Bouillon is a city in the Gaume, the Ardennes, Belgian Lorraine, the province of Luxembourg and Wallonia. The municipality, which covers 149.09 km², had 5,477 inhabitants, giving a population density of 36.7 inhabitants per km².

Bouillon has a few schools, a collège and a lycée, banks and a town square. Bouillon Castle still sits above the town centre, and is a popular tourist attraction. 

History

In the Middle Ages Bouillon was a lordship within the Duchy of Lower Lorraine and the principal seat of the Ardennes-Bouillon dynasty in the 10th and 11th century. In the 11th century they dominated the area, and held the ducal title along with many other titles in the region.

The most famous of the Lords of Bouillon was Godfrey of Bouillon, a leader of the First Crusade and the first ruler of the Kingdom of Jerusalem. He sold Bouillon Castle to the Prince-Bishopric of Liège

The prince-bishops started to call themselves dukes of Bouillon, and the town emerged as the capital of a sovereign duchy by 1678, when it was captured from the prince-bishopric by the French army and given to the La Tour d’Auvergne family. 

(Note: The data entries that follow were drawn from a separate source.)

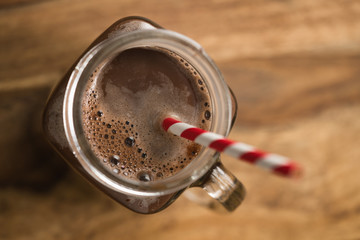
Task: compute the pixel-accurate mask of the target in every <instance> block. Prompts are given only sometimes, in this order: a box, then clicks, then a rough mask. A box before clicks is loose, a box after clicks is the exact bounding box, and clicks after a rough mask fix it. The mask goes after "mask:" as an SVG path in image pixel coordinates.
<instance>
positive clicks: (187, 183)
mask: <svg viewBox="0 0 360 240" xmlns="http://www.w3.org/2000/svg"><path fill="white" fill-rule="evenodd" d="M134 47H161V48H166V49H168V50H170V51H173V52H175V53H176V54H178V55H180V56H181V57H183V58H184V59H186V60H187V61H188V62H190V63H191V64H192V65H193V67H194V68H196V70H197V71H198V72H199V74H200V75H202V77H203V80H204V81H205V82H206V84H207V87H208V90H209V94H210V97H211V101H212V106H213V112H214V113H213V121H212V125H211V131H213V132H215V133H218V134H221V135H227V134H228V133H229V131H230V125H231V114H232V113H231V109H232V107H231V98H230V93H229V89H228V87H227V85H226V83H225V81H224V80H223V78H222V75H221V73H220V71H219V70H218V68H217V66H216V65H215V64H214V62H213V61H212V60H211V59H210V57H209V56H208V55H207V54H206V52H205V51H204V50H203V48H202V47H201V46H200V44H198V43H197V42H195V41H194V40H192V39H190V38H188V37H186V36H184V35H182V34H179V33H176V32H173V31H170V30H165V29H146V30H137V31H134V32H129V33H123V34H119V35H115V36H112V37H110V38H108V39H106V40H104V41H102V42H100V43H99V44H97V45H96V46H94V47H93V48H91V49H90V50H89V51H88V52H87V53H85V55H84V56H83V57H82V58H81V59H80V60H79V61H78V63H77V65H76V67H75V69H74V71H73V72H72V74H71V76H70V78H69V82H68V84H67V87H66V91H65V97H64V103H63V113H64V114H63V123H64V129H65V134H66V138H67V140H68V142H69V145H70V147H71V148H72V151H73V154H74V155H75V157H76V159H77V160H78V161H79V163H80V164H81V165H82V167H83V168H84V170H85V171H86V172H87V173H88V174H90V175H91V176H92V177H93V178H95V179H96V180H97V181H98V182H99V183H101V184H102V185H104V186H105V187H108V188H110V189H112V190H114V191H118V192H121V193H125V194H128V195H142V196H157V195H164V194H169V193H173V192H176V191H179V190H181V189H184V188H186V187H188V186H190V185H191V184H193V183H194V182H195V181H197V180H198V179H199V178H201V177H202V176H203V175H205V174H206V173H207V172H208V171H209V169H210V168H211V167H212V166H213V164H214V163H215V162H216V160H217V158H218V154H216V153H215V151H214V150H211V149H208V148H204V150H203V151H202V152H201V153H199V155H198V156H197V157H196V159H194V160H193V161H192V162H191V163H190V164H189V165H188V166H187V167H185V168H184V169H182V170H181V171H179V172H178V173H176V174H174V175H173V176H170V177H168V178H164V179H161V180H156V181H150V182H139V181H135V180H131V179H125V178H120V177H116V176H114V175H112V174H111V173H110V172H109V171H107V170H106V169H104V168H101V167H99V166H98V165H96V159H94V158H95V156H94V154H92V153H91V151H90V150H89V149H86V139H85V137H84V136H83V134H82V132H81V130H82V124H81V111H80V109H81V108H80V107H81V101H80V100H79V98H81V96H82V93H83V91H84V89H85V85H86V83H87V81H88V79H89V77H90V75H91V73H92V72H93V70H94V69H95V68H96V67H97V66H98V65H99V64H100V63H101V62H103V61H105V60H106V59H107V58H109V57H111V56H114V55H116V54H119V53H120V52H122V51H124V50H127V49H130V48H134ZM120 182H121V184H120Z"/></svg>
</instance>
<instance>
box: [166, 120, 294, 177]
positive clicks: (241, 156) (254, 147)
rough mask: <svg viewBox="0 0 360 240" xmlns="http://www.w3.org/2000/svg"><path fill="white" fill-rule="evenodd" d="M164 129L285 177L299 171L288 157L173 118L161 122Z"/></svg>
mask: <svg viewBox="0 0 360 240" xmlns="http://www.w3.org/2000/svg"><path fill="white" fill-rule="evenodd" d="M162 127H163V129H164V130H165V131H169V132H171V133H173V134H175V135H177V136H180V137H183V138H186V139H188V140H191V141H194V142H196V143H198V144H200V145H202V146H205V147H209V148H212V149H215V150H216V151H218V152H223V153H225V154H227V155H230V156H232V157H235V158H238V159H241V160H243V161H245V162H249V163H252V164H255V165H257V166H259V167H261V168H263V169H266V170H269V171H272V172H274V173H277V174H280V175H282V176H286V177H296V176H299V175H300V173H301V169H300V167H299V166H298V165H297V164H296V163H294V162H292V161H290V160H289V159H288V158H286V157H283V156H280V155H277V154H272V153H266V152H264V151H261V150H258V149H256V148H255V147H253V146H250V145H248V144H245V143H241V142H236V141H232V140H229V139H226V138H224V137H223V136H221V135H219V134H216V133H212V132H208V131H205V130H203V129H200V128H197V127H194V126H192V125H189V124H187V123H183V122H181V121H179V120H176V119H174V118H166V119H164V120H163V122H162Z"/></svg>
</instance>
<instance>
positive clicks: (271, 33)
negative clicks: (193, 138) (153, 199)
mask: <svg viewBox="0 0 360 240" xmlns="http://www.w3.org/2000/svg"><path fill="white" fill-rule="evenodd" d="M129 15H141V16H145V17H148V18H150V19H152V20H154V21H155V22H158V23H159V24H161V25H162V26H164V27H165V28H168V29H172V30H175V31H177V32H180V33H183V34H185V35H187V36H189V37H191V38H193V39H195V40H196V41H197V42H199V43H200V44H201V45H202V46H203V47H204V48H205V50H206V51H207V52H208V53H209V54H210V55H211V56H212V58H213V59H214V60H215V62H216V63H217V64H218V66H219V68H220V69H221V71H222V72H223V74H224V77H225V79H226V80H227V82H228V84H229V85H230V87H231V88H232V89H233V90H234V92H235V95H236V96H237V99H238V102H239V113H238V119H237V122H236V124H235V127H234V129H233V131H232V132H231V135H230V137H231V138H233V139H235V140H241V141H245V142H248V143H250V144H252V145H256V146H258V147H259V148H262V149H265V150H268V151H272V152H276V153H281V154H283V155H286V156H289V157H292V158H294V159H296V160H297V161H298V162H299V163H301V164H302V165H303V166H305V170H306V171H305V175H304V177H303V178H302V179H301V180H298V181H290V180H288V179H282V178H279V177H276V176H273V175H271V174H268V173H265V172H264V171H262V170H259V169H257V168H254V167H253V166H250V165H247V164H245V163H240V162H238V161H236V160H234V159H230V158H228V157H226V156H224V157H223V162H224V164H225V166H226V167H227V168H229V169H231V170H232V171H233V172H234V173H235V175H236V176H237V177H238V178H239V179H241V180H242V182H243V183H244V184H245V186H246V188H247V192H248V195H247V198H246V200H245V201H244V203H243V205H242V206H241V207H240V208H239V209H238V210H236V211H235V212H234V213H231V214H228V215H222V214H218V213H214V212H212V211H210V210H208V209H206V208H203V207H201V206H198V205H196V204H194V203H192V202H190V201H189V200H187V199H186V198H185V197H180V198H179V199H178V200H177V201H176V202H175V203H174V204H173V205H172V206H171V207H169V208H168V209H166V210H165V211H163V212H161V213H159V214H155V215H149V216H147V215H139V214H136V213H133V212H130V211H129V210H127V209H125V208H124V207H122V206H121V205H118V204H116V203H115V202H113V201H112V200H110V199H108V198H107V197H106V196H104V195H103V194H102V193H100V192H98V191H97V190H95V189H94V188H93V187H91V186H90V185H88V184H87V183H86V182H85V181H84V180H83V179H82V178H80V177H79V176H78V175H77V174H75V173H74V172H73V171H72V170H69V169H68V167H67V166H66V165H65V164H64V163H63V162H62V160H60V159H58V158H57V157H56V156H55V155H54V153H53V151H52V150H51V149H49V148H48V146H47V145H46V143H45V142H44V140H43V138H42V135H41V121H40V115H41V110H42V108H43V106H44V103H45V100H46V98H47V96H48V94H49V92H50V89H51V87H52V86H54V84H55V83H56V82H57V81H58V80H59V79H60V78H61V76H62V75H63V74H64V73H65V71H66V70H67V68H68V67H70V65H71V64H72V63H73V62H74V61H75V59H76V58H77V57H78V56H79V55H80V53H81V52H82V51H83V50H84V49H85V48H86V47H87V46H88V45H89V44H90V42H91V41H92V40H93V39H94V38H95V37H96V36H97V35H99V34H100V33H101V32H102V31H103V30H104V29H105V28H106V27H107V26H109V25H110V24H111V23H113V22H114V21H116V20H117V19H119V18H121V17H125V16H129ZM0 113H1V118H0V126H1V135H0V187H1V188H0V239H157V240H160V239H172V240H175V239H320V238H321V239H349V240H350V239H360V228H359V226H360V190H359V189H360V180H359V178H358V176H359V169H360V161H359V160H360V147H359V146H360V120H359V116H360V2H359V1H355V0H349V1H341V0H337V1H331V2H329V1H325V0H319V1H312V0H292V1H275V0H272V1H264V0H259V1H235V0H214V1H191V0H183V1H177V0H176V1H175V0H173V1H166V2H165V1H161V2H160V1H155V0H149V1H139V0H134V1H131V0H123V1H116V0H103V1H95V0H88V1H80V0H72V1H70V0H53V1H46V0H44V1H36V0H33V1H30V0H5V1H2V2H1V3H0Z"/></svg>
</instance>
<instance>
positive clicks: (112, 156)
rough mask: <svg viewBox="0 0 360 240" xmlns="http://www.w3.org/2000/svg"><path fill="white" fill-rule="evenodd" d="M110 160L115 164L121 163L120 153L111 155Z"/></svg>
mask: <svg viewBox="0 0 360 240" xmlns="http://www.w3.org/2000/svg"><path fill="white" fill-rule="evenodd" d="M110 162H111V163H112V164H114V165H118V164H119V163H120V157H119V156H118V155H112V156H111V157H110Z"/></svg>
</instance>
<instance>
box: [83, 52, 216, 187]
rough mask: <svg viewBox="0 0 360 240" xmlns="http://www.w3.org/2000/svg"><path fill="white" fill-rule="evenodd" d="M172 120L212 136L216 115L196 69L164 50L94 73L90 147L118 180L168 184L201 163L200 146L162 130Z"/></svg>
mask: <svg viewBox="0 0 360 240" xmlns="http://www.w3.org/2000/svg"><path fill="white" fill-rule="evenodd" d="M169 115H172V116H176V117H178V118H179V119H181V120H182V121H184V122H187V123H189V124H192V125H195V126H198V127H201V128H203V129H207V130H208V129H209V127H210V124H211V115H212V111H211V106H210V98H209V93H208V90H207V88H206V84H205V82H204V81H203V79H202V78H201V76H200V74H199V73H198V72H197V71H196V69H194V68H193V67H192V66H191V65H190V64H189V63H188V62H187V61H186V60H184V59H183V58H181V57H180V56H178V55H177V54H175V53H174V52H170V51H168V50H164V49H161V48H132V49H128V50H125V51H123V52H121V53H120V54H118V55H117V56H116V57H115V58H113V59H109V60H108V61H106V63H104V64H101V65H100V66H99V67H97V69H96V70H95V71H94V72H93V74H92V75H91V77H90V79H89V80H88V83H87V86H86V90H85V92H84V93H83V97H82V121H83V131H84V134H85V136H86V139H87V140H88V143H89V146H90V148H91V149H92V151H93V152H94V154H95V156H96V157H97V158H98V160H99V161H100V162H101V163H102V164H103V166H104V167H105V168H106V169H108V170H109V171H111V172H112V173H113V174H115V175H117V176H119V177H125V178H131V179H137V180H140V181H154V180H157V179H163V178H167V177H169V176H172V175H174V174H176V173H177V172H179V171H180V170H181V169H183V168H185V167H186V166H187V165H188V164H189V163H190V162H191V161H192V160H193V159H194V158H195V157H196V155H197V154H198V153H199V151H200V150H201V146H199V145H197V144H195V143H193V142H190V141H188V140H186V139H182V138H179V137H177V136H173V135H171V134H169V133H166V132H164V131H163V130H162V129H161V128H160V123H161V120H162V119H161V118H163V117H166V116H169Z"/></svg>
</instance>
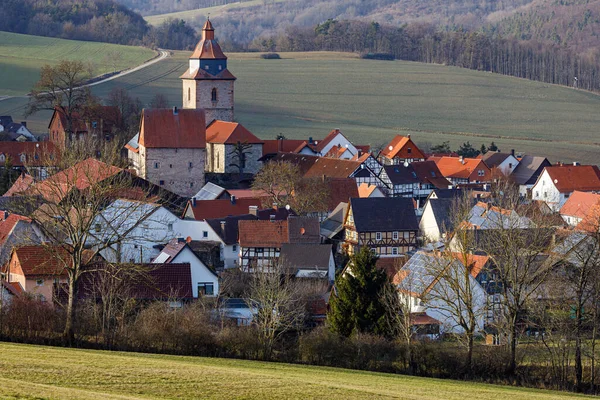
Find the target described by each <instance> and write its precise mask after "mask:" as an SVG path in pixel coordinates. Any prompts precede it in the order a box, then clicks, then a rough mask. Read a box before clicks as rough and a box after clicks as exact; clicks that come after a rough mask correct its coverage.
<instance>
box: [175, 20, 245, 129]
mask: <svg viewBox="0 0 600 400" xmlns="http://www.w3.org/2000/svg"><path fill="white" fill-rule="evenodd" d="M181 79H182V80H183V108H194V109H197V108H203V109H204V111H205V113H206V124H207V125H208V124H210V123H211V122H212V121H213V120H216V119H218V120H221V121H228V122H233V84H234V82H235V80H236V77H235V76H233V74H232V73H231V72H229V70H227V57H226V56H225V54H223V51H222V50H221V46H219V44H218V43H217V41H216V40H215V29H214V28H213V26H212V23H211V22H210V20H207V21H206V24H204V28H202V40H201V41H200V43H198V45H197V46H196V49H195V50H194V53H193V54H192V56H191V57H190V65H189V68H188V69H187V70H186V72H185V73H184V74H183V75H182V76H181Z"/></svg>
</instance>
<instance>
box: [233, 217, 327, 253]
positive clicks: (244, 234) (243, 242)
mask: <svg viewBox="0 0 600 400" xmlns="http://www.w3.org/2000/svg"><path fill="white" fill-rule="evenodd" d="M238 230H239V243H240V247H281V245H282V244H284V243H309V244H310V243H312V244H318V243H319V242H320V225H319V220H318V219H317V218H311V217H290V218H288V219H287V220H283V221H277V220H276V221H270V220H241V221H238Z"/></svg>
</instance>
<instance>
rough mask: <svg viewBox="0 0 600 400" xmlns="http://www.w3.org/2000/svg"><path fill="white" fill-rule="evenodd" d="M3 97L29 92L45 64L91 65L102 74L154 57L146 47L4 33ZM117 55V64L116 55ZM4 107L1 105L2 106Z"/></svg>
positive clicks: (2, 45)
mask: <svg viewBox="0 0 600 400" xmlns="http://www.w3.org/2000/svg"><path fill="white" fill-rule="evenodd" d="M0 54H2V57H0V97H1V96H7V95H8V96H16V95H23V94H26V93H28V92H29V91H30V90H31V87H32V86H33V85H34V84H35V82H36V81H37V80H38V79H39V69H40V67H41V66H42V65H44V64H56V63H58V62H59V61H60V60H82V61H86V62H91V63H92V64H93V65H94V67H95V73H96V74H98V75H100V74H104V73H107V72H112V71H113V70H114V66H116V67H117V70H122V69H126V68H129V67H133V66H136V65H139V64H141V63H143V62H144V61H146V60H149V59H151V58H152V57H154V55H155V53H154V52H153V51H152V50H150V49H146V48H143V47H132V46H120V45H114V44H108V43H97V42H81V41H76V40H63V39H56V38H48V37H41V36H30V35H20V34H16V33H9V32H0ZM115 55H117V58H116V61H115V62H114V65H113V59H114V56H115ZM0 107H1V105H0Z"/></svg>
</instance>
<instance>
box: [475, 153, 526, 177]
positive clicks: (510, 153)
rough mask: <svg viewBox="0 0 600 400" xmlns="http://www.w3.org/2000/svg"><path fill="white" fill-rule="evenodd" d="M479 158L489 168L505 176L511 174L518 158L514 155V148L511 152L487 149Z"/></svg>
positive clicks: (517, 164)
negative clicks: (492, 150)
mask: <svg viewBox="0 0 600 400" xmlns="http://www.w3.org/2000/svg"><path fill="white" fill-rule="evenodd" d="M481 159H482V160H483V162H484V163H485V164H486V165H487V166H488V167H489V168H490V169H496V170H498V171H500V172H502V173H503V174H504V175H505V176H508V175H510V174H512V173H513V171H514V170H515V168H517V166H518V165H519V160H517V158H516V157H515V154H514V150H513V151H512V152H511V153H500V152H493V151H488V152H487V153H485V154H484V155H483V157H481Z"/></svg>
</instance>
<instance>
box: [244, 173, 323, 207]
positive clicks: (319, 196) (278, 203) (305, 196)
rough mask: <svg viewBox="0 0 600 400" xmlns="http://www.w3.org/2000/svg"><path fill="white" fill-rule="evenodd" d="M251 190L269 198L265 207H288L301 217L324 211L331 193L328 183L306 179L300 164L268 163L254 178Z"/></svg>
mask: <svg viewBox="0 0 600 400" xmlns="http://www.w3.org/2000/svg"><path fill="white" fill-rule="evenodd" d="M252 188H253V189H255V190H260V191H263V192H265V193H266V194H267V195H268V199H267V200H266V202H265V204H264V205H265V206H267V207H270V206H271V205H273V204H276V205H278V206H280V207H284V206H286V205H289V206H290V207H292V209H294V211H296V212H297V213H299V214H305V213H308V212H319V211H324V210H326V208H327V200H328V196H329V190H328V188H327V183H326V182H325V181H323V180H322V179H318V178H304V177H302V174H301V173H300V169H299V167H298V166H297V165H295V164H292V163H289V162H285V161H276V162H269V163H267V164H266V165H265V166H263V168H262V169H261V170H260V172H259V173H258V174H257V175H256V176H255V178H254V182H253V184H252Z"/></svg>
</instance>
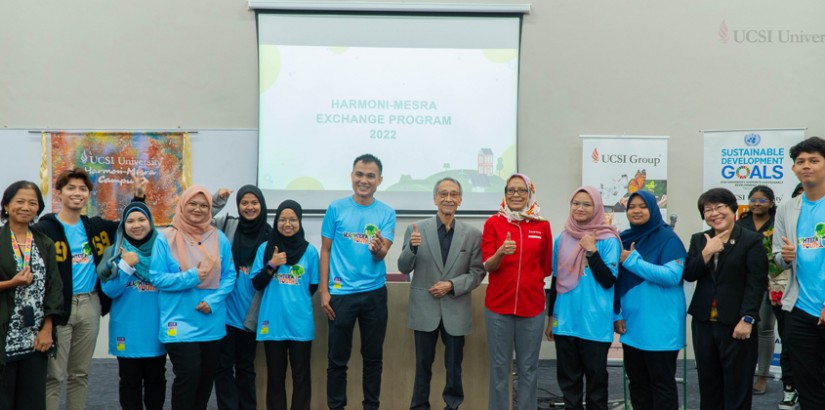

The duchy was prized for its strategic location as ‘the key to the Ardennes’, as Sébastien Le Prestre de Vauban called it, and hence to France itself. It remained a quasi-independent protectorate, like Orange and Monaco, until 1795, when the Republican Army annexed it to France.

After the defeat of Napoleon Bonaparte, the city was given to the Netherlands in the 1815 Treaty of Paris. It has been part of Belgium since the Revolution of 1830

Riparian entertainment 

Bouillon lies in the middle of a meander of the Semois river, not unlike Bern and the Aar or Aare. You have a great view from the Belvédère d’Auclin or Belvédère de Bouillon. It’s not easy to reach. There’s a traitorous path but there’s also an easier detour. So check your gps or sat nav. 

The Semois offers the possibility to hire a pedalo. On both river banks there are plenty of places to eat and drink. 

The Semois.

More than the castle

You probably started Bouillon by visiting the castle. In your ticket the Ducal Museum of Bouillon and the Archéoscope are included. Both are interesting enough to actually visit. The museum is quite small and a bit complicated. 

The Archéoscope starts with a tacky sound and image effects presentation, but becomes interesting later. There was a cute Playmobil exhibition. That’s there until 14 November 2021.

Bouillon is worth a day excursion. Its enclosed vibe, its railway tunnel and its castle on a rock give it a Bern and ‘Monaco in the Ardennes’ vibe.